What the Packers would be getting with Murray: Between his physique, speed and athleticism, Murray already looks like a starting NFL linebacker. He led the Sooners in tackles in each of the past two seasons. At times, Murray struggled — as did the entire Oklahoma defense — with being out of position and missing tackles, but he showed drastic improvement as a junior in 2019. Murray was a two-time captain and proved to be a mature, capable spokesman for a defense that everyone knows had more than its share of problems. —Jason Kersey, Oklahoma beat writer

31. San Francisco 49ers: Tee Higgins, WR, Clemson

Yes, the 49ers have spent huge amounts of draft capital at receiver in recent years, including sending third- and fourth-round picks to Denver for Emmanuel Sanders in October. Still, they have little to show for it with Deebo Samuel as their only sure thing for next season. Higgins is a big-bodied (6-4, 215 pounds), down-field threat (19.8 yards a catch in 2019) who could open up space in the middle of the field for Samuel, George Kittle and the 49ers’ running backs. Given that the 49ers won’t pick again until the fifth round, trading down might be their top option. —Matt Barrows

What the 49ers would be getting with Higgins: Higgins proved ready as the next-man-up in what has become a long lineage of NFL-caliber Clemson wide receivers. The Oak Ridge, Tenn., native earned a starting role at Clemson’s marquee boundary position when he was a sophomore and never looked back. As quarterback Trevor Lawrence’s favorite down-field threat in 2019, Higgins’ yards-per-catch figure ranked 13th in the country in his final season with the Tigers. He is a former basketball player who could have played at the Division I level, making him a versatile athlete. He also blocked well for the Tigers. In finishing his Clemson career with 27 receiving touchdowns, Higgins tied a program record alongside a couple of Clemson wide receivers for whom things have worked out nicely at the next level: Kansas City’s Sammy Watkins and Houston’s DeAndre Hopkins. — Grace Raynor, Clemson beat writer

32. Kansas City Chiefs: Zach Baun, LB, Wisconsin

During last season, defensive tackle Chris Jones revealed that the Chiefs’ backup plan in 2017, had they not executed the historic trade to move up 17 spots to select superstar quarterback Patrick Mahomes, was to take the best linebacker available.

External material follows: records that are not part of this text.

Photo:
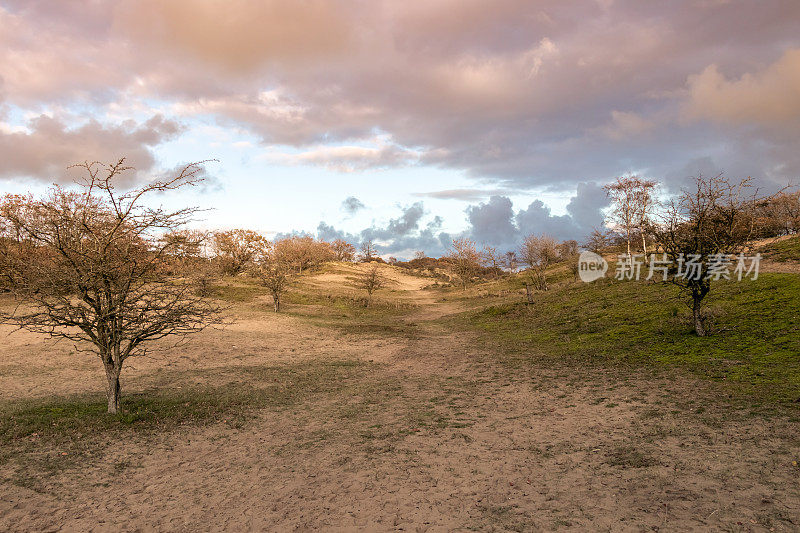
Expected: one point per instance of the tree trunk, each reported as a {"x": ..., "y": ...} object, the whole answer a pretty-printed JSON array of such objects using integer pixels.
[
  {"x": 697, "y": 314},
  {"x": 112, "y": 387}
]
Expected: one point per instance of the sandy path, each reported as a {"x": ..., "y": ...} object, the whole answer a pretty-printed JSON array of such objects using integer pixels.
[{"x": 505, "y": 450}]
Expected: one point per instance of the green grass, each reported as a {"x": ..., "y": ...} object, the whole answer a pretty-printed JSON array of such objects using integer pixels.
[
  {"x": 42, "y": 437},
  {"x": 784, "y": 251},
  {"x": 755, "y": 340}
]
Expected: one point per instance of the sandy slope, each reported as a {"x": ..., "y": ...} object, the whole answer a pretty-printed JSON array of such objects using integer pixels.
[{"x": 521, "y": 451}]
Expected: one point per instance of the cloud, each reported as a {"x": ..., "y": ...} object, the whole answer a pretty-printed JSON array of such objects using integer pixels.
[
  {"x": 494, "y": 223},
  {"x": 47, "y": 147},
  {"x": 515, "y": 93},
  {"x": 401, "y": 236},
  {"x": 466, "y": 195},
  {"x": 770, "y": 96},
  {"x": 350, "y": 158},
  {"x": 497, "y": 224},
  {"x": 351, "y": 205}
]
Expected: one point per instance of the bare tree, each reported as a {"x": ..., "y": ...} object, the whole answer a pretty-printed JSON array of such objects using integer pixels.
[
  {"x": 568, "y": 252},
  {"x": 632, "y": 203},
  {"x": 597, "y": 241},
  {"x": 490, "y": 258},
  {"x": 275, "y": 274},
  {"x": 236, "y": 249},
  {"x": 465, "y": 259},
  {"x": 89, "y": 267},
  {"x": 343, "y": 250},
  {"x": 510, "y": 261},
  {"x": 368, "y": 251},
  {"x": 371, "y": 280},
  {"x": 701, "y": 229},
  {"x": 302, "y": 252},
  {"x": 538, "y": 253}
]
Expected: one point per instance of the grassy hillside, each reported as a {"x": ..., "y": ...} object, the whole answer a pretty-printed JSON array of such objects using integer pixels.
[
  {"x": 784, "y": 250},
  {"x": 755, "y": 339}
]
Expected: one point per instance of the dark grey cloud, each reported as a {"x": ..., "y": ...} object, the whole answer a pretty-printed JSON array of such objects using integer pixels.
[
  {"x": 401, "y": 235},
  {"x": 497, "y": 224}
]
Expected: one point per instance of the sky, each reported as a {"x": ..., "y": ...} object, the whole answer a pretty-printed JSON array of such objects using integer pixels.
[{"x": 409, "y": 122}]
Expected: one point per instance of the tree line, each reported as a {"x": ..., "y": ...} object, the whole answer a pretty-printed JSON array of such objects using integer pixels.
[{"x": 104, "y": 269}]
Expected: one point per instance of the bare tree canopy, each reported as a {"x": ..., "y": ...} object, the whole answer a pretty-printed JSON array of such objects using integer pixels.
[
  {"x": 274, "y": 271},
  {"x": 92, "y": 267},
  {"x": 368, "y": 251},
  {"x": 538, "y": 253},
  {"x": 236, "y": 249},
  {"x": 706, "y": 225},
  {"x": 632, "y": 204},
  {"x": 465, "y": 258},
  {"x": 370, "y": 281}
]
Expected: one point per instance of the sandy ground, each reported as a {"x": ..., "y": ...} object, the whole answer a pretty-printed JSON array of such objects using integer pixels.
[{"x": 519, "y": 451}]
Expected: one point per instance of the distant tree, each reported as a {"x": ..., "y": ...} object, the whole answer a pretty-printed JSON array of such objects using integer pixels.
[
  {"x": 568, "y": 252},
  {"x": 235, "y": 250},
  {"x": 632, "y": 203},
  {"x": 274, "y": 273},
  {"x": 370, "y": 281},
  {"x": 510, "y": 261},
  {"x": 490, "y": 258},
  {"x": 465, "y": 259},
  {"x": 780, "y": 215},
  {"x": 368, "y": 251},
  {"x": 700, "y": 231},
  {"x": 597, "y": 241},
  {"x": 302, "y": 252},
  {"x": 90, "y": 268},
  {"x": 343, "y": 250},
  {"x": 538, "y": 253}
]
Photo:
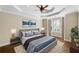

This year’s draft could provide such an opportunity with the 32nd pick. The Chiefs are thin at the position entering this offseason and Baun has the skills to play in space. As a senior at Wisconsin, Baun was a strong tackler and finished second in the Big Ten in both sacks (12.5) and tackles for loss (19.5). —Nate Taylor

What the Chiefs would be getting with Baun: Baun demonstrated tremendous progress in a short time to turn himself into a first-team All-America outside linebacker at Wisconsin. He missed the 2017 season after sustaining a torn Lisfranc ligament in his left foot and became a first-time starter as a redshirt junior in 2018. But his game really took off as a senior after outside linebacker teammate Andrew Van Ginkel became an NFL draft pick, leaving Baun as the only experienced player in his position group. Baun relied on his quickness and instincts to be a consistently disruptive force while showcasing his versatility in the run and pass game. His explosiveness and athleticism forced offensive tackles to make difficult split-second decisions when blocking him. His 12.5 sacks ranked third in a single season in school history, and he only appears to be scratching the surface of his talent. —Jesse Temple, Wisconsin beat writer

kccrow 04:00 PM 02-24-2020
These guys have some players rated waaaaaaaay higher than I do, but that's ok.

I've fallen in love with Baun as the pick for KC. Will be pounding that table the duration.